Le génome de la souche NCTC11168 affiche un total de 1 641 481 paires de bases (pb) et est constitué d’une unique molécule d’ADN circulaire au pourcentage en G+C de l’ordre de 30,6 %. 1654 séquences codantes ont été prédites, parmi lesquelles 20 représentent probablement des pseudogènes et 54 des ARN stables. La taille du génome est très en deçà de celle d’E. coli (4, 4-5 Mb) et de L. monocytogenes (2,9Mb) ce qui expliquerait l’exigence nutritive de C. jejuni.
La longueur moyenne d’un gène est estimée à 948 pb et 94,3 % du génome code des protéines, contre 87 % à 87,9 % pour les différentes souches de l’espèce E. coli, faisant de lui l'un des génomes bactériens les plus denses. Une étude des régions inter-géniques a permis d’établir que celles-ci représentent 4,3 % du génome et n'était pas distribuée de manière homogène (36).

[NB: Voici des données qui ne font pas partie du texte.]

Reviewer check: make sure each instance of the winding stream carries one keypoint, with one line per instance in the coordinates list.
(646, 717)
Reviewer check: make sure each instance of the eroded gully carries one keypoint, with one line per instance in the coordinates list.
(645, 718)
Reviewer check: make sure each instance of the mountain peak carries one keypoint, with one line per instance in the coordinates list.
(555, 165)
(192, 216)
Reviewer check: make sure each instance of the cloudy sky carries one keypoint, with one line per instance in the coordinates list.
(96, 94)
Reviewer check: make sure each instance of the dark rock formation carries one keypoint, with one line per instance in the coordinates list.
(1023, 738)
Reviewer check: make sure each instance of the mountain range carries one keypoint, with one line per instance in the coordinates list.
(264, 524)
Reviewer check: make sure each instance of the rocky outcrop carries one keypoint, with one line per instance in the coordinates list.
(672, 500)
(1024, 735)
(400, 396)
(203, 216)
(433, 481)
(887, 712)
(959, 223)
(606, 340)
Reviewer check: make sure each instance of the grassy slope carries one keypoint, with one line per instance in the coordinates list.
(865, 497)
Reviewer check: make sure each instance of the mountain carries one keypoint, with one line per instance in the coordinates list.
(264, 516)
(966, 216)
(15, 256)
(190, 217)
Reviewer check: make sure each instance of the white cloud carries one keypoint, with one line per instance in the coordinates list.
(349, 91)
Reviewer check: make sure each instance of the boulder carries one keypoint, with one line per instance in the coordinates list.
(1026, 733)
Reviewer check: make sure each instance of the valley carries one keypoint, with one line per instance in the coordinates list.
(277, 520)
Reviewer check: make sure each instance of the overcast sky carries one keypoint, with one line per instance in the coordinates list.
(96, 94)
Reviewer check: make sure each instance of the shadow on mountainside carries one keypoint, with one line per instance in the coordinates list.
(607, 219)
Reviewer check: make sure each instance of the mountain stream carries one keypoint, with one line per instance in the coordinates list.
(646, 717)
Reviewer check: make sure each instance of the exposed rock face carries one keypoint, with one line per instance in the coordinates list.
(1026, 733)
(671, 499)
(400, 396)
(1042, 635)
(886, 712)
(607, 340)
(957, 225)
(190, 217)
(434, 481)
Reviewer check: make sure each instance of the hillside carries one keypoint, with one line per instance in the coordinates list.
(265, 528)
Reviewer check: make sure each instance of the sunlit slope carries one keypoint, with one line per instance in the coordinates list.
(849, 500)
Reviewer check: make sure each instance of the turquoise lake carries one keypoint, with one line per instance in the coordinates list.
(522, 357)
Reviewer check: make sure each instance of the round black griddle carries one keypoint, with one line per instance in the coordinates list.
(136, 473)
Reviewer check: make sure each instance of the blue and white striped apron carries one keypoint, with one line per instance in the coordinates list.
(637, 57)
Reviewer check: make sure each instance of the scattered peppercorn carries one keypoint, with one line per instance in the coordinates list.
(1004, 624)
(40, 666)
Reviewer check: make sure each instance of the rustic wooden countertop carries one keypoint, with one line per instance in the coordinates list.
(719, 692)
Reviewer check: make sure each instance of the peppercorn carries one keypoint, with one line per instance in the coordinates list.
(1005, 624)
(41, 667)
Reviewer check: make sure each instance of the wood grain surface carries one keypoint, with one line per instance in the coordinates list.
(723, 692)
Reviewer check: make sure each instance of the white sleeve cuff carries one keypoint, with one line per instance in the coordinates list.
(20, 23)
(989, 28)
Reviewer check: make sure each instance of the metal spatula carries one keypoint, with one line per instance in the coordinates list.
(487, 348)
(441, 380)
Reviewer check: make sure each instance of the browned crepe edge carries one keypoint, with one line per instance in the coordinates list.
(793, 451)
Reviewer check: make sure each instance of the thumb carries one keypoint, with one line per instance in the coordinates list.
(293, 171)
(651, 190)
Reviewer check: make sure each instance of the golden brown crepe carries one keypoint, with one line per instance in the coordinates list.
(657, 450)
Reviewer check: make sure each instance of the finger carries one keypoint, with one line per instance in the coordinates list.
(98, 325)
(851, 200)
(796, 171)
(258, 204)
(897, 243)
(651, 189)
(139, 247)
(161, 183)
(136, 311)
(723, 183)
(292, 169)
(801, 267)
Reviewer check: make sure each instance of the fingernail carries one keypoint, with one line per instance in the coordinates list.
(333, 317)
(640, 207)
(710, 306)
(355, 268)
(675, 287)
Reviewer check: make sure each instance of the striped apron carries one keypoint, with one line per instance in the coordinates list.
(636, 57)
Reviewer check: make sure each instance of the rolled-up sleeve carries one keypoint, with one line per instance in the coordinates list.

L’organisation des gènes est atypique. Effectivement, mis à part les deux opérons codant les protéines ribosomiques et les groupes de gènes impliqués dans la biosynthèse des lipooligosaccharides, des polysaccharides extracellulaires et dans la modification du flagelle, peu de gènes paraissent agencés en opérons ou clusters, y compris les gènes de biosynthèse des acides aminés. On dénombre qu’une seule séquence d’insertion similaire en partie à l’IS605 tnpB d’H. pylori mais aucune autre séquence d’insertion, transposon, rétron ou prophage.
Le séquençage a mis en exergue la présence de 25 régions polymorphiques hypervariables riches en G. Ces régions se situent préférentiellement parmi les gènes intercédant dans la biosynthèse ou le changement de structures de surfaces telles que le flagelle, la capsule et les lipooligosaccharides. L’existence de ces séquences singulières provoquerait un taux de mutation plus important dans ces secteurs du génome (36). Ces possibles mutations et réarrangements par glissement permettraient à la bactérie d’éviter une réponse du système immunitaire de l’hôte par la modification des structures de surfaces immunogènes.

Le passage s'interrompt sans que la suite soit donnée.